# Dämpfer Slide ED 2012



## Swoopyourlife (28. Dezember 2015)

Hallo Leute,

ich bin auf der Suche nach einem Ersatz für den im Slide ED 2012 verbauten FOX RP23 Dämpfer.
Habe hier im Forum schon einiges gelesen und soweit ich das sehe passen Dämpfer mit Piggiback eigentlich nicht, außer man nimmt Veränderungen am Rahmen vor (wass ich nicht vor habe!).
Bleiben eigentlich nur Kandidaten ohne PB.
Das wären dann wohl: Rockshox Monarch o PB, Manitou Mcleod, Marzocchi 023 (gibt es den eigentlich nur auf dem Papier?), oder habe ich noch was vergessen (Fox-Kram möchte ich eigentlich nicht mehr...)?
Nun zu meinen Fragen:
Fährt jemand einen Monarch im Slide? Wenn ja, welchen Tune? Welcher passt zur Kennlinie besser DebonAir, oder HV?
Funktioniert eigentlich der Monarch o PB genauso wie der Monarch Plus? Hat der eine einstellbare Compression (heisst ja hier Gate???)?
Fährt jemand den McLeod im Slide und wie gut passt der?
Ist jemand den Marzocchi 023 schon mal gefahren? Wie ist der?

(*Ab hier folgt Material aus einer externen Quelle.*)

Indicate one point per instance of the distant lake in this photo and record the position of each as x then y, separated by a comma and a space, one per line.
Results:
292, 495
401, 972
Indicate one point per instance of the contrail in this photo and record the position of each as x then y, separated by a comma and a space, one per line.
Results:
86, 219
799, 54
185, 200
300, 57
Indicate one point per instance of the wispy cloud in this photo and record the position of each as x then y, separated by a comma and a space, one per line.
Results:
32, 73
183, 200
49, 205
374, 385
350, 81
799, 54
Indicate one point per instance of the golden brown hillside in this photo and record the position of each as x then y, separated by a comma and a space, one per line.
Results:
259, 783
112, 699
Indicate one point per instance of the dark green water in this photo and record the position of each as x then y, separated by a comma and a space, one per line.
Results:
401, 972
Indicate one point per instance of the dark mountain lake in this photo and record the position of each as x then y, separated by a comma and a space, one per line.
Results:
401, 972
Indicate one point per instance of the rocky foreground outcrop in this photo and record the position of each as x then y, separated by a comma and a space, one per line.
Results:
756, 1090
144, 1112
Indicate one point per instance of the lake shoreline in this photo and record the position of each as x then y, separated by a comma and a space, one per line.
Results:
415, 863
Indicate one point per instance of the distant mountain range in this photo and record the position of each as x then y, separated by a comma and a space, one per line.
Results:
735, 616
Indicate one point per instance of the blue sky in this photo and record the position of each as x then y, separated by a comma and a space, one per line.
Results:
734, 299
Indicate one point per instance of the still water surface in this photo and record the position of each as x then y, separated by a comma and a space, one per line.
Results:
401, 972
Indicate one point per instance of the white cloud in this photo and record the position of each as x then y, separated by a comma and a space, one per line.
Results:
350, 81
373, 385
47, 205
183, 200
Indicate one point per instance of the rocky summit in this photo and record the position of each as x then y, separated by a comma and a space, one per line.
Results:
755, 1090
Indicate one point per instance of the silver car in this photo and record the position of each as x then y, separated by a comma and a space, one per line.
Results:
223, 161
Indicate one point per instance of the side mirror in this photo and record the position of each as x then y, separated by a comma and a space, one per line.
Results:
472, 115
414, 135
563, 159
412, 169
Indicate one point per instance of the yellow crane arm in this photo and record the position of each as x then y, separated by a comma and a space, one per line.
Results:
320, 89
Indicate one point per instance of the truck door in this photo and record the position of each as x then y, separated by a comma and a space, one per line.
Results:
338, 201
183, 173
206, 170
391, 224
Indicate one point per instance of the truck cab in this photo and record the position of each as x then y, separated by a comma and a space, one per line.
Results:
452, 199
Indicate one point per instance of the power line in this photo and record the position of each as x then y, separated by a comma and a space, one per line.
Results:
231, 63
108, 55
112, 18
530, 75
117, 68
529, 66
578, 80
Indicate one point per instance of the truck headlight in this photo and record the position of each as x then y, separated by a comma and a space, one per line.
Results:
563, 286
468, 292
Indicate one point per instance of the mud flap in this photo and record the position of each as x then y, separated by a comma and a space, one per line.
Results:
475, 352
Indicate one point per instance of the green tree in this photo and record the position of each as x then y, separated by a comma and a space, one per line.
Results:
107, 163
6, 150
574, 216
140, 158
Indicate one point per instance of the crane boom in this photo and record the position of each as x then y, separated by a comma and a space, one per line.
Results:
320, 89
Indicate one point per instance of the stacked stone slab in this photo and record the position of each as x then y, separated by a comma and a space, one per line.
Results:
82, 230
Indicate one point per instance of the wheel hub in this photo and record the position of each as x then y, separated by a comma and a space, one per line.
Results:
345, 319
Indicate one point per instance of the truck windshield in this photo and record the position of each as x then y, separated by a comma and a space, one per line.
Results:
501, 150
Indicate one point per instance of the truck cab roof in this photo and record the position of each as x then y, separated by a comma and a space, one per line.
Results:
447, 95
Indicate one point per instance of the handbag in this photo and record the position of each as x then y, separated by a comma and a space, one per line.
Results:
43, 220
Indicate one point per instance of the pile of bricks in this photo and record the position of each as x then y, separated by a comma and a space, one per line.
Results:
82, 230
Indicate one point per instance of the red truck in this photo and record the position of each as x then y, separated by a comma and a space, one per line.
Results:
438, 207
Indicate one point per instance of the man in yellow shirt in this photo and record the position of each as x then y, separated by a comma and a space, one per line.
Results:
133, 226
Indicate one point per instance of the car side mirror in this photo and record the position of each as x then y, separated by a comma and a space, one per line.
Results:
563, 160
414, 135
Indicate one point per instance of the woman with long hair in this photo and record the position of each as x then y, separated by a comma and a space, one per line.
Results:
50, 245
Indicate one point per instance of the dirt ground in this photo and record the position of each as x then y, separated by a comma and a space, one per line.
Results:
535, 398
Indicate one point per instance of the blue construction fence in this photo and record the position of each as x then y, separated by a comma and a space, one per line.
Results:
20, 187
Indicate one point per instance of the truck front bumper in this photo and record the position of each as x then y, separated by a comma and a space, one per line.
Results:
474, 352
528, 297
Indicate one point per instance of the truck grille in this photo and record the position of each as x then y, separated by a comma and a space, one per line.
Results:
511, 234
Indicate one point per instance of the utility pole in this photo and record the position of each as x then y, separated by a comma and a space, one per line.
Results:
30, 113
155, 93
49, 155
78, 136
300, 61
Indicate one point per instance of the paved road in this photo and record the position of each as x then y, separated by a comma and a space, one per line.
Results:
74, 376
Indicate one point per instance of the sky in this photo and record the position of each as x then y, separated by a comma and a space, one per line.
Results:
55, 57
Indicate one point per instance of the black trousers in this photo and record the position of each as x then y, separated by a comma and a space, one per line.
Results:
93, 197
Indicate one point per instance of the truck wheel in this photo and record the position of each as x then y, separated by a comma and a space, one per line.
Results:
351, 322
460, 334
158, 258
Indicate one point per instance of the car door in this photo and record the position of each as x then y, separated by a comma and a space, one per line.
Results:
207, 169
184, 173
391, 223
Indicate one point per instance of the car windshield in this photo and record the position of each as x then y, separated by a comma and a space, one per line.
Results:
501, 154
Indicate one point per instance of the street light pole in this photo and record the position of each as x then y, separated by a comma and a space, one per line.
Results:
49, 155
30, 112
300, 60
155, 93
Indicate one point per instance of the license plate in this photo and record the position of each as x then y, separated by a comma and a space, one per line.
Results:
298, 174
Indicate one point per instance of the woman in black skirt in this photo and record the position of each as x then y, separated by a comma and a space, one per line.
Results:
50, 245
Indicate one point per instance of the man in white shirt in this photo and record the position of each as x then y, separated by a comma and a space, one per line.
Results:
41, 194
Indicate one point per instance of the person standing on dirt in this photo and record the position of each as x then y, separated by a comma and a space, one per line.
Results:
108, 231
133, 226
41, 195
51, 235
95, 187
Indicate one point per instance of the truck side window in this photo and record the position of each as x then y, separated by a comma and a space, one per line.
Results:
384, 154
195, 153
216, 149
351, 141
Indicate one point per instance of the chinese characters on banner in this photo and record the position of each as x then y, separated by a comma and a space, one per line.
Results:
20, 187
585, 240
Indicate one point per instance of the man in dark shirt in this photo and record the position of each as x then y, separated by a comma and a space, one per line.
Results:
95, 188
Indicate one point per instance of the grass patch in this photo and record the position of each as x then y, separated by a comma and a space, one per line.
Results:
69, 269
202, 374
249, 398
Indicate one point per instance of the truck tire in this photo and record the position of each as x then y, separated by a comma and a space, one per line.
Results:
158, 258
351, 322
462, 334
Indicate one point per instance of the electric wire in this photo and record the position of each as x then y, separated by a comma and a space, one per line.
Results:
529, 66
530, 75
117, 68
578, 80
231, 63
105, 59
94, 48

Für hilfreiche Tips wäre ich dankbar!

Gruß Swoopyourlife


----------



## malben (29. Dezember 2015)

hi, ich fuhr den normalen Monarch im SLIDE 150 von 2015. Hab jetzt den Monarch Plus (mit PB) montiert.
Es ist kein HV oder DebonAir. 
Der Tune beider Dämpfer war / ist M/L. Mit dem Monarch Plus ist der Hitnerbau noch Softer, schluckt deutlich mehr und steht besser im Federweg.
Bodo riet von der DebonAir Variante ab, da diese nicht mit dem "alten" Hinterbau --> 26", harmonieren würde.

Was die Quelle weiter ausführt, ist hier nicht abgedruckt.